Con la aparición de las ciudades veremos surgir también el Estado. El Estado es aquella instancia político-militar (aunque en sus inicios puede y suele presentarse bajo formas teocráticas) que se encarga de la resolución de los conflictos (a) entre ciudadanos, (b) entre la ciudad y el campo [BUENO et alii, 1991, pp.337ss.] y (c) con otras ciudades (o Estados); dicha resolución puede ser jurídica, diplomática o violenta. Estos conflictos vienen dados en primer término, por el choque de intereses; en segundo lugar se producirán, como hemos dicho, por la diferencia cultural entre segmentos y/o elementos distintos que confluyen en la ciudad como punto geográfico; el conflicto, en cualquier caso, será normativo, conflicto entre normas, pues los intereses no son otra cosa que la voluntad puesta en la ejecución de una norma (ya posea ésta un contenido individualista o social) y las culturas son conjuntos normativos. Desde este momento el mecanismo de resolución, el Estado, se torna necesario, pues incesante es la generación de nuevos conflictos y la repetición de los antiguos, e incesante es el flujo de diferentes culturas hacia la ciudad (cualquier ciudad),. Tales conflictos o sus resoluciones producirían incluso cambios sociales: nos encontramos, entonces, ante un nuevo tipo de sociedad, multicultural y en proceso de cambio incesante, más lento o más rápido según los casos, pero en cualquier caso muchísimo más rápido que las sociedades tradicionales, neolíticas.

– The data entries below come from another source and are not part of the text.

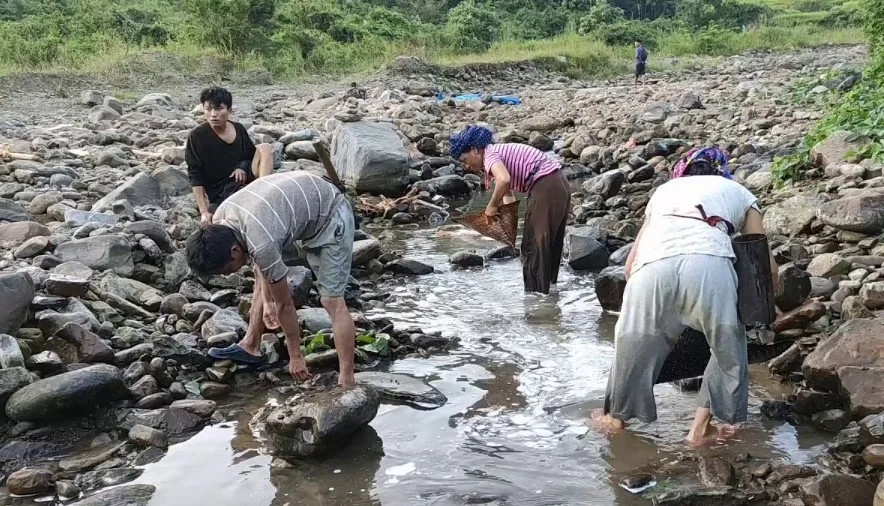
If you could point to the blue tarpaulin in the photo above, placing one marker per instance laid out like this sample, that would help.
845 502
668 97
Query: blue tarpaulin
502 99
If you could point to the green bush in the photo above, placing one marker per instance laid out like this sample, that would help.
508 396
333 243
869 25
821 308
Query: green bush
471 28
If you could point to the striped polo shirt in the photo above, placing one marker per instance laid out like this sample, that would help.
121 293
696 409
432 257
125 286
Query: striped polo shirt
273 212
526 164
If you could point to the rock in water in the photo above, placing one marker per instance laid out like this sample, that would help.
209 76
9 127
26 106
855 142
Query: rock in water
609 287
320 421
125 495
371 157
838 490
67 394
16 292
856 343
104 252
402 389
584 250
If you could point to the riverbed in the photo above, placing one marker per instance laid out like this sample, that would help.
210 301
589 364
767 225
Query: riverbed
514 430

La proliferación de normas por el surgimiento/confluencia y refluencia de círculos normativos diferentes lleva a la necesidad de instaurar un canon de normas como el oficial, instauración que se llevará a cabo por la vía policiaco-militar, pero que también tendrá necesidad de una legitimación ideológica, por ejemplo divina. Dicho canon de normas podrá, incluso, asentarse en las costumbres constituyendo una moral; como ejemplo de este "asentamiento" podemos aducir ciertas costumbres de la Edad Media que tienen su génesis en la crisis del Imperio Romano durante el siglo III [Cfr. SIMÓN SEGURA, pp.52 ss.]. Tras la muerte de Cómodo en el 192 sobrevino un periodo de guerras, revoluciones e invasiones; posteriormente, en el 250 y durante 15 años, la peste y el hambre azotaron al Imperio disminuyendo su población en más de la cuarta parte; como consecuencia la regularidad en la producción se vio afectada debido a la despoblación y abandono de los campos, por ello se vieron obligados los gobernantes a vincular a los trabajadores a la tierra sin que pudieran abandonarla. Las corporaciones profesionales o collegia, los futuros gremios, también datan de esta época: aunque nacieron como asociación espontánea de los artesanos y comerciantes, pronto se legisló al respecto, pues se trataba de la mejor manera para que la Administración pudiera ejercer su control sobre ellos. También la institución medieval del justo precio tiene su génesis por entonces, concretamente en el edicto sobre el maximun de Diocleciano (284-305); en él también se fijaban los lugares exclusivos para el intercambio, los mercados. Estas disposiciones legales, con el tiempo se fueron asentando en la moral popular, constituyendo auténticas relaciones sociales correspondientes al modo de producción medieval.

En la medida en que el conflicto sea resuelto a través de la moral, esto es, aunque virtualmente el conflicto permanezca (porque se tienen a la vista otras posibles normas a seguir), pero sea realmente resuelto a través de las normas de la moral, podemos considerar que los individuos en tal situación son auténticas personas, es decir, individuos totalmente constituidos por la moral y la libertad. —Hemos de considerar esta libertad, en principio, como posibilidad de elegir; tengamos en cuenta que en las sociedades neolíticas existía moral (costumbres) mas no libertad, es decir, pluralidad de normas entre las cuales elegir; en rigor este sólo sería el aspecto negativo de la libertad (libertad-de), el positivo (libertad-para) sería precisamente la adscripción a la moral como conjunto de normas susceptible de ser puesto en práctica frente a los otros conjuntos normativos entre los cuales se elige—.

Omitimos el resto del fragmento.